Alex liste des fichiers resources

De Assothink Wiki
Aller à la navigation Aller à la recherche

Intro

This is an annex of the application part of the Accueil project.

Location

Resources files are located in resourceDir ~/server/Alex/dico.resources

All files have extension .pk

Useful commands

>> alr(go to resource dir)

>> alex (view all available alex commands)

>> alex -pke <filename> (edit read-only file)

>> alex -pkv <filename> (view (cat) all file)

>> alex -pks <filename(s)>(view file summary, extreme lines)

>> alex -pkt <filename(s)> (create readable unpacked copies in tmp.unpack subdir)

Building pk files

Most or all pk files are built by the resourceBuilder process.

The following commands runs the resourceBuilder process (takes some time):

>> alex -r

KeySet related files - see class mscp.brain.keySet

  • wn.id (wordnet keySet, like D285687)

(note that keys in the Alex keySet are generated, NOT read from files)

LangSet related files (lang: en & fr) - see class mscp.brain.langSet

  • id.en
  • id.fr
  • id.def.en (definitions)
  • id.def.fr
  • id.vari.en (variant words)
  • id.vari.fr
  • id.conceptPercept.en (mapping of concept to percept-words)
  • id.conceptPercept.fr
  • id.perceptVariant.en.ii (mapping of percept-words to variant-words)
  • id.perceptVariant.fr.ii
  • id.manifest.en

manifest, i.e. non-ambiguous readable expression of a concept)

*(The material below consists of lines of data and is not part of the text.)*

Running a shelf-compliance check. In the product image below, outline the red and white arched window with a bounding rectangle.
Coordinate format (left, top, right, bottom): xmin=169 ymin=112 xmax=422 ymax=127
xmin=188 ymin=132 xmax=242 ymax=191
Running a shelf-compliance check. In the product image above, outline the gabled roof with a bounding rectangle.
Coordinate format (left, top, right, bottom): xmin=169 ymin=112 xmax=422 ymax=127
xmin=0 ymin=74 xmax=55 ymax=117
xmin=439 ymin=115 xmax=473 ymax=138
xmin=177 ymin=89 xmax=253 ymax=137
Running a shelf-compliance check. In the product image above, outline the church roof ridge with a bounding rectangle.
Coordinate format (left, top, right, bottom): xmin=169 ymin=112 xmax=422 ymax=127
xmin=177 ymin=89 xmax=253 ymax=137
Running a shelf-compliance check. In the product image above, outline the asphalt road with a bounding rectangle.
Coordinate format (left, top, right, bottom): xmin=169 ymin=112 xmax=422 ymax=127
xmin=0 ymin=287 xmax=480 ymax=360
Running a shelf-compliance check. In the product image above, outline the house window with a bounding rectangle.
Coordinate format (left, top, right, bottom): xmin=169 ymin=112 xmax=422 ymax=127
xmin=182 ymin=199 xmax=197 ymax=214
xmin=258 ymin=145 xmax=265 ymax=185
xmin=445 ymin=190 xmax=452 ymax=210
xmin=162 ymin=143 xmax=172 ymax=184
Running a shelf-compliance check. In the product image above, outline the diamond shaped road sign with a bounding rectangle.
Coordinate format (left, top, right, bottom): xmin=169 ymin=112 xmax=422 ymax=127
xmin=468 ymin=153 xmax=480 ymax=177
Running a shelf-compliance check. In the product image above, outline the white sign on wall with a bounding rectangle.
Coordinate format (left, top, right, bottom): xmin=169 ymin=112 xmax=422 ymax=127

manifest are built in step 7 of resourceBuilder

  • id.manifest.fr

Q-Link Files

Both files list qualified links rebuilt from wordnet. The first one is one int[][] format, the second is a set of readable lines.

Line order is irrelevant.

Field 1 : concept index.

Field 2 : concept index

Field 3 : connecting concept index

  • id.link.ii
  • id.link

Wordnet related files

All files are used and created in the resourceBuilder processing.
They are derived from wordnet-downloaded files (in subdirectory WordNet-3.0)

  • wn.concept
  • wn.def.en
  • wn.def.fr
  • wn.id (keySet file)

line order : coindexal with concept index
field 1 : wordnet key

  • wn.link

line order : irrelevant
field 1 : wordnet key (concept 1)
field 2 : wordnet key (concept 2)
field 3 : concept index of connecting concept

  • wn.nvadNum (also used in concept class)
  • wn.word.en
  • wn.word.fr
  • wn.wordlist

List of acceptable wordnet words (words with spaces, words starting with digits,.
.. are refused). Line order is irrelevant. Each line contains a word prefixed by one of VNAD.

  • id.wnkey

mapping of concept index to wordnet keys
line order : irrelevant
field 1 : concept index
field 2 : wordnet key

XDXF File

XDXF processing is step 5 in resourceBuilder.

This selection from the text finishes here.